On a personal level, how did it feel to play against such a celebrated team?
It was a great experience and a match that will stay in my memory forever, even if we lost. Playing against Brazil in the World Cup is every kid’s dream and to have that dream come true made me happy. We learnt a lot and I’ll say it again, that’s all part of the process. We showed that we have a good, solid team. We’ll prove that again against North Korea so that we can go home with our heads held high if we end up being eliminated.
You talked about a learning experience, but Didier Drogba is 32 and this may be his last FIFA World Cup.
He’ll be 36 for Brazil 2014 and other players have already played at a World Cup at that age. Look at [37-year-old Cuauhtemoc] Blanco with Mexico, for example. If Didier is still in good shape, I hope he’ll be able to come along, assuming we qualify. He has enormous desire and he knows what he wants. He’s one of the best strikers in the world, with an exceptional career. We owe him respect. He’s a natural leader and having him with us is a huge bonus.
Have you been disappointed with the results of the African teams so far?

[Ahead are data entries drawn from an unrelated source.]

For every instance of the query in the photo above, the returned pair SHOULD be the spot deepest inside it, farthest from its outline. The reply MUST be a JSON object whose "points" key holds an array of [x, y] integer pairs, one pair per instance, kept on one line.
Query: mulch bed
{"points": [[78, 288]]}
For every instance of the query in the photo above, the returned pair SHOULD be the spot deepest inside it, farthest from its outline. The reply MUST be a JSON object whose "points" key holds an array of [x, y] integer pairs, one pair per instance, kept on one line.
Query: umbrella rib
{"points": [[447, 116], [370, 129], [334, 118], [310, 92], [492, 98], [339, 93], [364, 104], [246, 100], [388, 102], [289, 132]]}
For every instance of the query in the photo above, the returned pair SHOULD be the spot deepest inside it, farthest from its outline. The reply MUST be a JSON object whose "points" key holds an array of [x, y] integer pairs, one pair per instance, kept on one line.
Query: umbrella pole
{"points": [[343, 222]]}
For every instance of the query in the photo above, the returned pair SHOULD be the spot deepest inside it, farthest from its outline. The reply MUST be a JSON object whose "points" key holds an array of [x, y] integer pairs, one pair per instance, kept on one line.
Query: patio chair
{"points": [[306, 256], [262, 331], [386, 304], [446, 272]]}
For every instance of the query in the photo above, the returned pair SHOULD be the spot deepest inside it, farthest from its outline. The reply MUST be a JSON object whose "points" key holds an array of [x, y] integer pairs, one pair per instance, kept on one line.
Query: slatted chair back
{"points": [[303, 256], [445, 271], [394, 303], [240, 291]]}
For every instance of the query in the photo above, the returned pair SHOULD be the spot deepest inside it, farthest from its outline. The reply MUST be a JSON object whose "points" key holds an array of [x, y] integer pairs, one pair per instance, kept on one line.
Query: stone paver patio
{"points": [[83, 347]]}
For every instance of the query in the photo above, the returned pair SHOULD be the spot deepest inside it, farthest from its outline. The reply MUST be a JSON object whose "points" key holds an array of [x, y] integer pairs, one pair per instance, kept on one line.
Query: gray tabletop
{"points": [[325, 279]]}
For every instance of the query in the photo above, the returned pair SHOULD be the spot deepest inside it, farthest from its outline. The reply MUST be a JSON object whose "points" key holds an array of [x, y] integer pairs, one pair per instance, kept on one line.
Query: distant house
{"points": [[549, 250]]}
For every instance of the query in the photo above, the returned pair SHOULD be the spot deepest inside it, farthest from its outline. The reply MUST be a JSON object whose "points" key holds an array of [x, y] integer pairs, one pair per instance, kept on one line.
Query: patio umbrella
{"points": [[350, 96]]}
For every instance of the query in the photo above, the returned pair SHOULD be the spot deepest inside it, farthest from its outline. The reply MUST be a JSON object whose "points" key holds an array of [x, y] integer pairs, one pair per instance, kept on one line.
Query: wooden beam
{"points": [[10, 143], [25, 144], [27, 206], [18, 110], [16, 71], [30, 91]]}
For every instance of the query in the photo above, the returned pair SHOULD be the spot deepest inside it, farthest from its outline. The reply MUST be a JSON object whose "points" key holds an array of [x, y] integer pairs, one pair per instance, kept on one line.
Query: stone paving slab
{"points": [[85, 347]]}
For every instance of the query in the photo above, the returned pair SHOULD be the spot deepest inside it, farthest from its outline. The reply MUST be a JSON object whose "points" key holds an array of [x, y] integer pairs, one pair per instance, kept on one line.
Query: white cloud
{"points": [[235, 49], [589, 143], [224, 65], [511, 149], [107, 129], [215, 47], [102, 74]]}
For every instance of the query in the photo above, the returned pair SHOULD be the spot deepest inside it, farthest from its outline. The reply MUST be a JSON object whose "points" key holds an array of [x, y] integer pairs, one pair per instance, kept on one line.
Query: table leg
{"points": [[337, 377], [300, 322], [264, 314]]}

I think all of us have put lots of pressure on ourselves because this World Cup is being played on our continent. Expectations were huge and we owed it to ourselves to perform well, but the pressure has caused us more stress than anything else and even inhibited our talents. There have been a few players who haven’t been up to the standard required. Their abilities have been crushed by the pressure they’ve put on their own shoulders.